Tuve que morderme la lengua para no enrojecer de orgullo.

Eran las tantas y la mayoría de nosotros teníamos que irnos a casa a comer. Echamos una última mirada de admiración a nuestro atiborrado montón y acto seguido Sofie nos alumbró y cerró la puerta después de que saliéramos todos. Jan-Johan colocó el candado y nos apresuramos hacia casa dispersándonos en todas las direcciones.

Ahora le tocaba a Gerda.

VII

Gerda no era muy ingeniosa y sólo pidió que Maiken entregara su telescopio. Todos sabíamos que Maiken había tardado dos años y gastado todos sus ahorros en comprarlo y que lo usaba al caer la noche, los días que el cielo estaba despejado, porque ella quería ser astronomía, pero, aun así, realmente no le importaba tanto como para sentirlo de verdad.

Hubo más bufidos cuando le tocó escoger a Maiken.

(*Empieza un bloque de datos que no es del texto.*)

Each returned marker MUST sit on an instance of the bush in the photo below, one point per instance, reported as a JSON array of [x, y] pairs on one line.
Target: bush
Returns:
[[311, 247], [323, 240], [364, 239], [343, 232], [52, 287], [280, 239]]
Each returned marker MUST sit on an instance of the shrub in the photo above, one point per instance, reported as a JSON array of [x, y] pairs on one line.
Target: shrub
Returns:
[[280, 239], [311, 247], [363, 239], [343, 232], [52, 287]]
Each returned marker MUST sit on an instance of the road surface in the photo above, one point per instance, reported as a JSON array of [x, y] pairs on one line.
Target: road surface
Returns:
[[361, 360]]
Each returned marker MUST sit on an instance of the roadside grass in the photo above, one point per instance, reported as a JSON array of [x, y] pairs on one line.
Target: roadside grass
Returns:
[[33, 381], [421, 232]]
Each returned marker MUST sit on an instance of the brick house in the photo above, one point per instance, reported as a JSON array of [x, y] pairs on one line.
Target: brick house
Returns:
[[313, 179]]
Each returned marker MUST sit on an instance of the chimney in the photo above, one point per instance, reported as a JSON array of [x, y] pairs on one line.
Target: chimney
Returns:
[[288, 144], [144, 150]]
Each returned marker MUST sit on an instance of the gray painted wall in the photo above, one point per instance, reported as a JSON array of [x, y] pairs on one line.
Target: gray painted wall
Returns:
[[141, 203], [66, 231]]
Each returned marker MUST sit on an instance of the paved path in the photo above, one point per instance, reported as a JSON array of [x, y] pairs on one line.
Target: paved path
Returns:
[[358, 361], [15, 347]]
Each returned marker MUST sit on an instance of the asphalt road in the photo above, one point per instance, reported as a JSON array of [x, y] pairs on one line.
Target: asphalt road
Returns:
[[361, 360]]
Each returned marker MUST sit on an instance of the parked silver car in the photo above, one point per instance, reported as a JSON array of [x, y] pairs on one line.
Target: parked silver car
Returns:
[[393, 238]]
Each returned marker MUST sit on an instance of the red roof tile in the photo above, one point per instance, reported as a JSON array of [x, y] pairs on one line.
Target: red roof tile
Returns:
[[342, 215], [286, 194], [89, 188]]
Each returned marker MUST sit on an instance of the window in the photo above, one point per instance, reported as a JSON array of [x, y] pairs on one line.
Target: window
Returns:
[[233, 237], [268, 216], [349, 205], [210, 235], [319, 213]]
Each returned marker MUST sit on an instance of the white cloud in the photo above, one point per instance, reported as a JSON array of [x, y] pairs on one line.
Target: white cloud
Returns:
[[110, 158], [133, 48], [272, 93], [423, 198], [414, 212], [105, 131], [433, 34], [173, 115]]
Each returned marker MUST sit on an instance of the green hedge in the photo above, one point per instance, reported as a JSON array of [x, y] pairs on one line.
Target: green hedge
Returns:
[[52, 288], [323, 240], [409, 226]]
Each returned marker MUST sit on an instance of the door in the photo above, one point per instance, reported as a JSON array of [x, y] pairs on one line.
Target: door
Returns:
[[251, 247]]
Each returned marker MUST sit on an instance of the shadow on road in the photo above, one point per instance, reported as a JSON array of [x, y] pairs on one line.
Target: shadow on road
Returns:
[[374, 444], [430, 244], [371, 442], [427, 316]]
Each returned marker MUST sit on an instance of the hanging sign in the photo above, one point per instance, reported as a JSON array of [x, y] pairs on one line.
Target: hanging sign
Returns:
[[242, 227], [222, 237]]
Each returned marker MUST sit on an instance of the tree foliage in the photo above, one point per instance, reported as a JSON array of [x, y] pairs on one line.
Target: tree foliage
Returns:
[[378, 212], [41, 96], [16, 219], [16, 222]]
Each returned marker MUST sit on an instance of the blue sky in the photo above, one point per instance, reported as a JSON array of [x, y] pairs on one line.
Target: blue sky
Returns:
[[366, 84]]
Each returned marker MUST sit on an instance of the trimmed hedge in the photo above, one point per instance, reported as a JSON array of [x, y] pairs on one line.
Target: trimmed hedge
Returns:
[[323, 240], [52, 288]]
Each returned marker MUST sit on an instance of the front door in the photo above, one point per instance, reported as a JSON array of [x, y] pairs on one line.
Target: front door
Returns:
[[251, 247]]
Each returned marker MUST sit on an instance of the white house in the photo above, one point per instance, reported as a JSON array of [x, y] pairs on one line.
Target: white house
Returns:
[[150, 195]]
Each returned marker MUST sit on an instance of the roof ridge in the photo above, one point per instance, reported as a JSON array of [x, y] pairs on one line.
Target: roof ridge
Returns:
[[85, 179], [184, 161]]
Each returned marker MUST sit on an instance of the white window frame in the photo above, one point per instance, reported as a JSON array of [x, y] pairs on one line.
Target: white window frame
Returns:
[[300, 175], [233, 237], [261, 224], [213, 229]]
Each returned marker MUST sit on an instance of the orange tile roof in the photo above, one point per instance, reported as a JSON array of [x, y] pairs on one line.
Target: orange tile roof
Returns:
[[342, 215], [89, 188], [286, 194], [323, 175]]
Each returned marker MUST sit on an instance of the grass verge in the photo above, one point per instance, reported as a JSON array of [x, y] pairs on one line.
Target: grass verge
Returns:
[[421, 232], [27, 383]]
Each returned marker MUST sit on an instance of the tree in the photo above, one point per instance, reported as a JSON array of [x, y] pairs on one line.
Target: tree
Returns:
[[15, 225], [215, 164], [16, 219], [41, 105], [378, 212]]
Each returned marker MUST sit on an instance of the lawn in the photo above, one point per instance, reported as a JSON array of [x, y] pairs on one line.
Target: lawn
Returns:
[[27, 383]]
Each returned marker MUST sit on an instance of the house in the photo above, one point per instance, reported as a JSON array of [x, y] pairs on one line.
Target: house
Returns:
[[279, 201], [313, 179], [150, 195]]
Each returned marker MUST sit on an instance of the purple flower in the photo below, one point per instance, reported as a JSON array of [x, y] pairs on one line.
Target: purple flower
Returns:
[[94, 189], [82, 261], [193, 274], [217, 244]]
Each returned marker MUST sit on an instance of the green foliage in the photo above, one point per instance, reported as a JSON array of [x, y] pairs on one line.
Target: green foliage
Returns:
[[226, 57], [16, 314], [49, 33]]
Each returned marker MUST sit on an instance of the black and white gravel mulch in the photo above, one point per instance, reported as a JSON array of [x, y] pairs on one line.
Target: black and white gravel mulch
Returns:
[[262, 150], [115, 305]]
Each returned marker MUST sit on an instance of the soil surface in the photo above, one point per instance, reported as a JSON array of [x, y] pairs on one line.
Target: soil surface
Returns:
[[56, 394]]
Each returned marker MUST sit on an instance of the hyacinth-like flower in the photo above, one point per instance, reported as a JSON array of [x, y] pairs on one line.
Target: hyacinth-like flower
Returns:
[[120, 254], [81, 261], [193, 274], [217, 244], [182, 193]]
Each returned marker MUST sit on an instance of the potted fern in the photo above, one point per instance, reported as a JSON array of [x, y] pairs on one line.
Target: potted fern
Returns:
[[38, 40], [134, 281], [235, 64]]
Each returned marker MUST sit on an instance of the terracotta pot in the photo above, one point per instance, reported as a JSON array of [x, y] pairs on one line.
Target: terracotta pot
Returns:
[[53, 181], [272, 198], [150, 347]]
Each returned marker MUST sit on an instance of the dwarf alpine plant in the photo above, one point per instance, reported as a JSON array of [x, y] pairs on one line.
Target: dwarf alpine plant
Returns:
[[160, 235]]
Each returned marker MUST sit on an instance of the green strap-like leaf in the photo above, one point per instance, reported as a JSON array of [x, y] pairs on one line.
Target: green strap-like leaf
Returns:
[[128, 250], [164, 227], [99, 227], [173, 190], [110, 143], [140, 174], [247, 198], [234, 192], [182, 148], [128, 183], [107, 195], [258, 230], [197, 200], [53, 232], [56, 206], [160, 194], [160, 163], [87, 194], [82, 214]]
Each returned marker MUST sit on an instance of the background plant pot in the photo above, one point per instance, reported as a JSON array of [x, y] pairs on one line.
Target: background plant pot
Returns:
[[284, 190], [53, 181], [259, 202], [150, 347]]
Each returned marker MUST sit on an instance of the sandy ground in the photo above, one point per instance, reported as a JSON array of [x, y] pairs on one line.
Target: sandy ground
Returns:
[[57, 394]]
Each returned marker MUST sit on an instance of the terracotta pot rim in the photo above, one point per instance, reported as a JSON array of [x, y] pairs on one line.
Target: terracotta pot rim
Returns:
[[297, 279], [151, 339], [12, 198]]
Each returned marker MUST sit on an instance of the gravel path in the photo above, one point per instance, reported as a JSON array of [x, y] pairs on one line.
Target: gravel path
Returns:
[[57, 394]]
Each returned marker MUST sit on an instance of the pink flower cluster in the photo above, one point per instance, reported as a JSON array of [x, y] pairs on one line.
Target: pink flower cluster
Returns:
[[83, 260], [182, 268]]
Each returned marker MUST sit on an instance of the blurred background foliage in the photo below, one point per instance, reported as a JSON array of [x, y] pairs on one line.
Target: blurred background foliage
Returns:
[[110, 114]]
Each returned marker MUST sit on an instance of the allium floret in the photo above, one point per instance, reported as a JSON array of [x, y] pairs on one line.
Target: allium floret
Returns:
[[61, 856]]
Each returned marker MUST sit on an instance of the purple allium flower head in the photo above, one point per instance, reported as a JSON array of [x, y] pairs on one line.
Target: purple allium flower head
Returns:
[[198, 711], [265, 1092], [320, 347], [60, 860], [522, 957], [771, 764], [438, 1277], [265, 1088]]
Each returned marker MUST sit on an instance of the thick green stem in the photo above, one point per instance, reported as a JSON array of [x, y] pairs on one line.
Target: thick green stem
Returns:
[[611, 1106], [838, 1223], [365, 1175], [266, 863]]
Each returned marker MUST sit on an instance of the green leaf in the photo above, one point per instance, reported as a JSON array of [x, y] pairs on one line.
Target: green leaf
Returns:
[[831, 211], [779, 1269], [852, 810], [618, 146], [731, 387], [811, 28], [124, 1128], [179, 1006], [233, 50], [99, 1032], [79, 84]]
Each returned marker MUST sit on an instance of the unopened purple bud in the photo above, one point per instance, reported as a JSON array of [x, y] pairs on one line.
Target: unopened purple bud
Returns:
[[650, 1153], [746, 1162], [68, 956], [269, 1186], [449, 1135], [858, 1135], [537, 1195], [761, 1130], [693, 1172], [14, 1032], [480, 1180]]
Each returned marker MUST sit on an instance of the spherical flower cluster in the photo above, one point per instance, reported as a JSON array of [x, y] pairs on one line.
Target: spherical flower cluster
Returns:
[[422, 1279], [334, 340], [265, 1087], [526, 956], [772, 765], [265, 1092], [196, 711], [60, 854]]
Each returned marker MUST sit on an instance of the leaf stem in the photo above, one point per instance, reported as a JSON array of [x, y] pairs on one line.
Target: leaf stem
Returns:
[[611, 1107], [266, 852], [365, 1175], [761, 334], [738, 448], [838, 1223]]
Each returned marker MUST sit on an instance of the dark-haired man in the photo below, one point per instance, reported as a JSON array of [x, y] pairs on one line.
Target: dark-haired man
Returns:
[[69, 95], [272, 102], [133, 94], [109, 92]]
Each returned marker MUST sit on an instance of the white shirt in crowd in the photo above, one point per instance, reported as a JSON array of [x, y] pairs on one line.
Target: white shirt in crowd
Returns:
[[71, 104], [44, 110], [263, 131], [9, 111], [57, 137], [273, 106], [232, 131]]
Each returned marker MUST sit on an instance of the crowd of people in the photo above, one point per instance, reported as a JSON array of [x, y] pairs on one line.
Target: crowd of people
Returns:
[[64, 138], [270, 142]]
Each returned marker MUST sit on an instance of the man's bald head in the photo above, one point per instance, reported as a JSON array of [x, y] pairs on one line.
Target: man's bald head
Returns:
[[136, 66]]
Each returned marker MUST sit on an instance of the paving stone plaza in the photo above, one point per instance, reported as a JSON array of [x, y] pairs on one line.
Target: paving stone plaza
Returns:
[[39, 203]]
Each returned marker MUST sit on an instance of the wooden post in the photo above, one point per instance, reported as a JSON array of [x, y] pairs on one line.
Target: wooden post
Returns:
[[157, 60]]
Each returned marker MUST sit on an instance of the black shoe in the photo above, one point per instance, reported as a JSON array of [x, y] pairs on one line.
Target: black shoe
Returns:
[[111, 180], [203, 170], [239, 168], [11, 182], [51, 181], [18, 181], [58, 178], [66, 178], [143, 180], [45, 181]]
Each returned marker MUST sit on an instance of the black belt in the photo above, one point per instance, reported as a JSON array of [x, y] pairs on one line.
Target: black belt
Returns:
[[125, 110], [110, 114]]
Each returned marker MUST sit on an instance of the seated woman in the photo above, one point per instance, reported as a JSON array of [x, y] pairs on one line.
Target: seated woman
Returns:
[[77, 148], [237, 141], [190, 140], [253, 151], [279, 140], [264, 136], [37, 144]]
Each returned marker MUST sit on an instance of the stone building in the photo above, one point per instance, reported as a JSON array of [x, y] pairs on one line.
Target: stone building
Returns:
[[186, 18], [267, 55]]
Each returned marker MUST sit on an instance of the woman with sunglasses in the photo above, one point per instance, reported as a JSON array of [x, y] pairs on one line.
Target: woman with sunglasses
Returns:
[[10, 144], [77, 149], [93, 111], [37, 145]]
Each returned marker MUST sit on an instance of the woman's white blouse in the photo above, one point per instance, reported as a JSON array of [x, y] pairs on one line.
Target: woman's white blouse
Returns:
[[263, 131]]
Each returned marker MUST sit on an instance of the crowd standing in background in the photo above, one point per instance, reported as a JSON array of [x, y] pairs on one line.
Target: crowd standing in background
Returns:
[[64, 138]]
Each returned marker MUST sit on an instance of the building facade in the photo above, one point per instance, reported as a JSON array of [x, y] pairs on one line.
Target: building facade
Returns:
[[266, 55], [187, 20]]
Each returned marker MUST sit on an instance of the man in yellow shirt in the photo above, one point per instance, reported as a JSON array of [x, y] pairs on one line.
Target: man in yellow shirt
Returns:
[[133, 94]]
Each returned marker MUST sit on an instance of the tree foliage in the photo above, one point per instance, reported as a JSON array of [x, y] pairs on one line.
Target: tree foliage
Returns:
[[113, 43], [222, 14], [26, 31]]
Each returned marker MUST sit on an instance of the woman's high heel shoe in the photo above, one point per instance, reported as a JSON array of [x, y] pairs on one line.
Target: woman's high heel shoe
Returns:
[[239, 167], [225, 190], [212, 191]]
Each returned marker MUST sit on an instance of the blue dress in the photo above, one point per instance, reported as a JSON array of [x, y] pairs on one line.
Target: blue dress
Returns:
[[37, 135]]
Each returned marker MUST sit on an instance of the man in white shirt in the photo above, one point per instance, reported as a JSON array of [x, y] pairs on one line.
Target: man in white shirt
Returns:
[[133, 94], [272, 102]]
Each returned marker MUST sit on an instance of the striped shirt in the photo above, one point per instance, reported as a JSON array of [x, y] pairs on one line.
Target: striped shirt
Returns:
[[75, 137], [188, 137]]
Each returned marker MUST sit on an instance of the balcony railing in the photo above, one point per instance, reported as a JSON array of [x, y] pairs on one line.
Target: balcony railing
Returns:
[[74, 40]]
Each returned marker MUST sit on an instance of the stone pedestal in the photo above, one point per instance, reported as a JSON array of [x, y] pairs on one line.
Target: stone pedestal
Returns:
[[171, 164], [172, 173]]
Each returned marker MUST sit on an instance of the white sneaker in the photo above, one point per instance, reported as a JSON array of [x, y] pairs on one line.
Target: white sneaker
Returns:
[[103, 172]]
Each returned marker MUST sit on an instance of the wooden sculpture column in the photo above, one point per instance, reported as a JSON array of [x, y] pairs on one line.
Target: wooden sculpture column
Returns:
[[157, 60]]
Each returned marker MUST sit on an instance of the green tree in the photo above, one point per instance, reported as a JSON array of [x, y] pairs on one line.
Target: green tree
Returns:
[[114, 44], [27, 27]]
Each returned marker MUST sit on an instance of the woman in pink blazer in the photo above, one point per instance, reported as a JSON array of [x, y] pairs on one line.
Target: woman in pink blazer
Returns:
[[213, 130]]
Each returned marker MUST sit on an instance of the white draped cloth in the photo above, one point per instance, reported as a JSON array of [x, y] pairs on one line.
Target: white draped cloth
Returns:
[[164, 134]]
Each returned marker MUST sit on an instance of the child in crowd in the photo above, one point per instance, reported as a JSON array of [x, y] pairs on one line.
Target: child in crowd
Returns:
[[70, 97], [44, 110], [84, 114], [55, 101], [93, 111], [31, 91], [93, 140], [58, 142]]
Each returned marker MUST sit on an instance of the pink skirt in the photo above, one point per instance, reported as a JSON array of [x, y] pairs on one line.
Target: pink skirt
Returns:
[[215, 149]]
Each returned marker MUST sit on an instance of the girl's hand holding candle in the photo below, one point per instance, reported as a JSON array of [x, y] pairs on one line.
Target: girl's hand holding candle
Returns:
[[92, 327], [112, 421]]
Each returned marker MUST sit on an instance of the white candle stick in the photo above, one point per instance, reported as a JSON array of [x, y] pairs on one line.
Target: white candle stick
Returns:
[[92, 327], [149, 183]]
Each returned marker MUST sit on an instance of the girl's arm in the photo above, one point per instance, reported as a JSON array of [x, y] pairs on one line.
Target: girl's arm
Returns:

Sin necesidad de pensárselo dos veces, miró a Frederik a la cara y dijo:

– La Dannebrog.

Frederik empequeñeció, menguó su estatura y su cara enrojeció a la vez que meneaba la cabeza impetuosamente diciendo que no y que no.

Frederik tenía el pelo castaño y los ojos marrones y siempre llevaba camisa blanca y pantalones azules con raya que los demás chicos hacían lo posible por cargarse. Y, como sus padres, que estaban casados y no divorciados y nunca lo estarían, Frederik creía en Dinamarca y la Casa Real y no tenía permiso para jugar con Hussain.

Dannebrog había caído del cielo en mil doscientos y algo, afirmó Frederik, para que el Rey danés pudiera vencer al enemigo en Latvia. Quién mandaba al Rey danés meterse con Latvia era una cuestión a la que Frederik no sabía responder, y tampoco le hubiera servido de nada si lo hubiera podido hacer.